[
https://issues.apache.org/jira/browse/HCATALOG-487?page=com.atlassian.jira.plugin.system.issuetabpanels:all-tabpanel
]
Travis Crawford updated HCATALOG-487:
-------------------------------------
Attachment: HCATALOG-487_skip_bad_records.2.patch
Updating the patch as I had to make two small changes when committing this:
* TestHCatInputFormat did not have the Apache file header, and the new check
style rules caught it! I added the header.
* Adding check style pulled in google-collections, which conflicts with guava.

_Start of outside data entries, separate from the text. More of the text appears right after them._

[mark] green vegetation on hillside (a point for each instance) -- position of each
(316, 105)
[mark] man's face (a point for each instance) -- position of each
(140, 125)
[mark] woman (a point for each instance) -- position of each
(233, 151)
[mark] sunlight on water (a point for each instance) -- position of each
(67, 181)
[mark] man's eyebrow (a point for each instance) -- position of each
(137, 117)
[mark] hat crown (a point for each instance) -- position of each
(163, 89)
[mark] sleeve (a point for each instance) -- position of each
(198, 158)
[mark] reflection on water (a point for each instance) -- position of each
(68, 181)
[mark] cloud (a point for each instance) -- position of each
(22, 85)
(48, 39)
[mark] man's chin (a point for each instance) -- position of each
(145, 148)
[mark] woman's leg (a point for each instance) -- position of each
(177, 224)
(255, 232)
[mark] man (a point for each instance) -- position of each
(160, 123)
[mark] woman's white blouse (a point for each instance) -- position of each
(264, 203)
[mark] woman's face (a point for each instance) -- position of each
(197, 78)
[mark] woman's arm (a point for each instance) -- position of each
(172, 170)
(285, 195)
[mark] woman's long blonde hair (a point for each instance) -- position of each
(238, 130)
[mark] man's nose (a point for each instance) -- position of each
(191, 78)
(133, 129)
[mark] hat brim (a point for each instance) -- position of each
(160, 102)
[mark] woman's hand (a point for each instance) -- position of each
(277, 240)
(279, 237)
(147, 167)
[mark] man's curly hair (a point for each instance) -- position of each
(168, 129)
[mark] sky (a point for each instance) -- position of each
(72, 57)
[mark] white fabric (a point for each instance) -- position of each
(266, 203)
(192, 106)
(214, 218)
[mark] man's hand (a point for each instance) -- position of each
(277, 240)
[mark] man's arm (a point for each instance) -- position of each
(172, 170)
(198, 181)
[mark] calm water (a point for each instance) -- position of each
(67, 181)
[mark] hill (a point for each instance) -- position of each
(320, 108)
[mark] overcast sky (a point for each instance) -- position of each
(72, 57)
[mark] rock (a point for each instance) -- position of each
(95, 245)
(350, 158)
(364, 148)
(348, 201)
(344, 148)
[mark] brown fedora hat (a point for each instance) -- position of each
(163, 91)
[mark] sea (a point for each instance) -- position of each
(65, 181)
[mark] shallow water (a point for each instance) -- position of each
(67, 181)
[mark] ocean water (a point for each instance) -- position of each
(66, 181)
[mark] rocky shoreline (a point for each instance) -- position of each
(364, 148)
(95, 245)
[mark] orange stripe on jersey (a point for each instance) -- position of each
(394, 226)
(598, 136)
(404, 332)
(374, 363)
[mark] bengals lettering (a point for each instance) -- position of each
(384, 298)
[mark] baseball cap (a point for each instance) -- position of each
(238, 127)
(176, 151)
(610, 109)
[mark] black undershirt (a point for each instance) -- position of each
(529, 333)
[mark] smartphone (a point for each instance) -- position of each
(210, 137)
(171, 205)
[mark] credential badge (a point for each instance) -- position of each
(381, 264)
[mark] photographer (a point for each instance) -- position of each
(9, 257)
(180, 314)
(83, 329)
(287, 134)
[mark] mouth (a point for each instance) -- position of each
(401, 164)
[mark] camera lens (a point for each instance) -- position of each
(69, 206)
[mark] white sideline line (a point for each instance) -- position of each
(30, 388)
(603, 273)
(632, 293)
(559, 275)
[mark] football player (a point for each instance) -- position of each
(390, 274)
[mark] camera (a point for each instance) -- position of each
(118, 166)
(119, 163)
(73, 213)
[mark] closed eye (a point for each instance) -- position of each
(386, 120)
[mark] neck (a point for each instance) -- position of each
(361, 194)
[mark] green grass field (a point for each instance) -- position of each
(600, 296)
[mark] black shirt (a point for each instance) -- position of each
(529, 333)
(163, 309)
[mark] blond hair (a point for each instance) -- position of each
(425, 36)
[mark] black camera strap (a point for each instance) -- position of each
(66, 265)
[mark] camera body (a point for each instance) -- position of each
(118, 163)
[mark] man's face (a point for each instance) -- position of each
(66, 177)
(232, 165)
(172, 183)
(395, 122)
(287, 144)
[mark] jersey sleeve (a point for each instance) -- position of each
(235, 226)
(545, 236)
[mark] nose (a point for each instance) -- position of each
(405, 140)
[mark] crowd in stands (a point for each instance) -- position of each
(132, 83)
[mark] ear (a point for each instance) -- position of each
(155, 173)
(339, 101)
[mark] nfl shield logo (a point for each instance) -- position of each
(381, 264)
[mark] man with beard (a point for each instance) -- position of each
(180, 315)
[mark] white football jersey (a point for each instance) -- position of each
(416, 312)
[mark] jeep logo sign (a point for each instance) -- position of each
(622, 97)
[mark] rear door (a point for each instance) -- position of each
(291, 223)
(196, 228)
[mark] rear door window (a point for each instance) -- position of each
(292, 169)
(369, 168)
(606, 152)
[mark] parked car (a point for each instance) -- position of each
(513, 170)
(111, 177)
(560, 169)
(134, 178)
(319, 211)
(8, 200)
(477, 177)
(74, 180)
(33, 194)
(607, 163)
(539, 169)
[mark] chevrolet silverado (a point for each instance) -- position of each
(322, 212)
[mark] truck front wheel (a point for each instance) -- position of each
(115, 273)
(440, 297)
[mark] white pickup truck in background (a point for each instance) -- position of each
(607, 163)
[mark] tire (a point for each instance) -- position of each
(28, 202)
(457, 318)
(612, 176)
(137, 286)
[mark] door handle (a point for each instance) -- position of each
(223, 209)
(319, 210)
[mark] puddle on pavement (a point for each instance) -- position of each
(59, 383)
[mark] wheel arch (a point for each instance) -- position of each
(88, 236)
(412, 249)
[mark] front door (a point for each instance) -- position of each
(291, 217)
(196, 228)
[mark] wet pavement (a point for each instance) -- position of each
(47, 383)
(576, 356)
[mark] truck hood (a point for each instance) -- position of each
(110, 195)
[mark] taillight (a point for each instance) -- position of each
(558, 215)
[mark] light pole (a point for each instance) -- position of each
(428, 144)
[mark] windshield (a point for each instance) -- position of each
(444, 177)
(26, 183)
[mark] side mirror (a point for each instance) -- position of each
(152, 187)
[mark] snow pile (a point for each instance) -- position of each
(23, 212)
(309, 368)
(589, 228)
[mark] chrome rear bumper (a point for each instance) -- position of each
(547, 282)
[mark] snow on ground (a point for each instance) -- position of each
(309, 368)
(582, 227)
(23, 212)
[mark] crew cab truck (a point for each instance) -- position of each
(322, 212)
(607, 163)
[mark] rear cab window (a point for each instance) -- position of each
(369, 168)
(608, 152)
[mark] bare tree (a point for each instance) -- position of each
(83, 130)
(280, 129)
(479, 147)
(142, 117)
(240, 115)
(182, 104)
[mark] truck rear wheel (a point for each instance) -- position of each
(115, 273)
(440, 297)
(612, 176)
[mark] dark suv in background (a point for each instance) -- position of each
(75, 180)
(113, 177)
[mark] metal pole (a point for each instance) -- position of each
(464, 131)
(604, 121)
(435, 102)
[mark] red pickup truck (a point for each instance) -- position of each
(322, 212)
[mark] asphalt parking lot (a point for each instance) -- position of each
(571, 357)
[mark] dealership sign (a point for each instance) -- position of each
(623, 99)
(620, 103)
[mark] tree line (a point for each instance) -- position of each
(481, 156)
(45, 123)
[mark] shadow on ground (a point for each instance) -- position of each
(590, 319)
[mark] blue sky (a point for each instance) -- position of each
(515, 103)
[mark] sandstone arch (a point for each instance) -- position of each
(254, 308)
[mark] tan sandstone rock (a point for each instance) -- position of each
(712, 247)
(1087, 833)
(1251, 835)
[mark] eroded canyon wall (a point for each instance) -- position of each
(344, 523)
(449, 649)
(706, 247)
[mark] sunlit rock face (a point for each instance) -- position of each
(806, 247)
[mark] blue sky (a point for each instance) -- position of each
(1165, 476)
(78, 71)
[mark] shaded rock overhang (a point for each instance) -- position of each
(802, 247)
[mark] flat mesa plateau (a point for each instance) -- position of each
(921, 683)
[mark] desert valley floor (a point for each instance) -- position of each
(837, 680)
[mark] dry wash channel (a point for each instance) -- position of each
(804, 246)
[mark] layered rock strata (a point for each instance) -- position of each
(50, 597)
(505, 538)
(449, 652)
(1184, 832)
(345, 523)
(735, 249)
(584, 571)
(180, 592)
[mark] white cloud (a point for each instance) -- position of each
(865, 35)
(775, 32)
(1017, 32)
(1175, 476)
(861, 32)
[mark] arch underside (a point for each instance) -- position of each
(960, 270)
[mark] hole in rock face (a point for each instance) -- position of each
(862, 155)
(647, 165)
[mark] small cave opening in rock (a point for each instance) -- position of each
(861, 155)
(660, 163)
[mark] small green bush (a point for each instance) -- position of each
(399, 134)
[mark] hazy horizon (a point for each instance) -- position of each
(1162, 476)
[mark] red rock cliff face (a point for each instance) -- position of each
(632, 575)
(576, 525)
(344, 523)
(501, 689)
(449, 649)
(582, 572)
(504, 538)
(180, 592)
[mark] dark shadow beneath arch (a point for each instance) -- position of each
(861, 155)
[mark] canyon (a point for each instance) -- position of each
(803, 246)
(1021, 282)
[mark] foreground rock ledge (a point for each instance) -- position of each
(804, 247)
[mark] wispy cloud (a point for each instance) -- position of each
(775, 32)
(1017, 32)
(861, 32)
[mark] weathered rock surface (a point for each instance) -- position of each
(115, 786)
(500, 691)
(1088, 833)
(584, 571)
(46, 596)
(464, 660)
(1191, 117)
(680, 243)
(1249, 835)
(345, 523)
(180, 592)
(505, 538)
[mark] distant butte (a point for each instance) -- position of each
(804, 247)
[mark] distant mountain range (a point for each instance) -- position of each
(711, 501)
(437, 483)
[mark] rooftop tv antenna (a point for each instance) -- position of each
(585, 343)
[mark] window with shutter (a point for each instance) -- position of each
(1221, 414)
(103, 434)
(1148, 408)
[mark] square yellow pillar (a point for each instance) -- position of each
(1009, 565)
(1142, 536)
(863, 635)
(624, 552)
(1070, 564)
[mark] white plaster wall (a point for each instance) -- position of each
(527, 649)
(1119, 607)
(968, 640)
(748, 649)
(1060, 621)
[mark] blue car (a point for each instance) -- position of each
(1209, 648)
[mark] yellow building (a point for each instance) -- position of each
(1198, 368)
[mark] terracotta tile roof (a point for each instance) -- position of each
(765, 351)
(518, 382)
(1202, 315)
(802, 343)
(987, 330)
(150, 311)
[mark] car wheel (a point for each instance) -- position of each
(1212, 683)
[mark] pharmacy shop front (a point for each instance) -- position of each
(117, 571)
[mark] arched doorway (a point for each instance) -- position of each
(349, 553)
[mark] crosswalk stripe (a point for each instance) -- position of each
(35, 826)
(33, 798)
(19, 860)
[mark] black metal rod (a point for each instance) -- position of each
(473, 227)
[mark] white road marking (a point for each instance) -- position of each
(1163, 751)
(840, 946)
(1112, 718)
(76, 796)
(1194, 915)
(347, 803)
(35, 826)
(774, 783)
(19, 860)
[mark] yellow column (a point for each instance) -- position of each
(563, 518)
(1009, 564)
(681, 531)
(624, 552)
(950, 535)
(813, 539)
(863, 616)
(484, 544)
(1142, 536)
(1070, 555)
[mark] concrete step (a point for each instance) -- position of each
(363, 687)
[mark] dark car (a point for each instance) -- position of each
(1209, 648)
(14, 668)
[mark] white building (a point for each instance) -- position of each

I excluded google-collections.
> HCatalog should tolerate a user-defined amount of bad records
> -------------------------------------------------------------
>
> Key: HCATALOG-487
> URL: https://issues.apache.org/jira/browse/HCATALOG-487
> Project: HCatalog
> Issue Type: Improvement
> Reporter: Travis Crawford
> Assignee: Travis Crawford
> Fix For: 0.5
>
> Attachments: HCATALOG-487_skip_bad_records.1.patch,
> HCATALOG-487_skip_bad_records.2.patch
>
>
> HCatalog tasks currently fail when deserializing corrupt records. In some
> cases, large data sets have a small number of corrupt records and its okay to
> skip them. In fact Hadoop has support for skipping bad records for exactly
> this reason.
> However, using the Hadoop-native record skipping feature (like Hive does) is
> very coarse and leads to a large number of failed tasks, task scheduling
> overhead, and limited control over the skipping behavior.
> HCatalog should have native support for skipping a user-defined amount of bad
> records.
--
This message is automatically generated by JIRA.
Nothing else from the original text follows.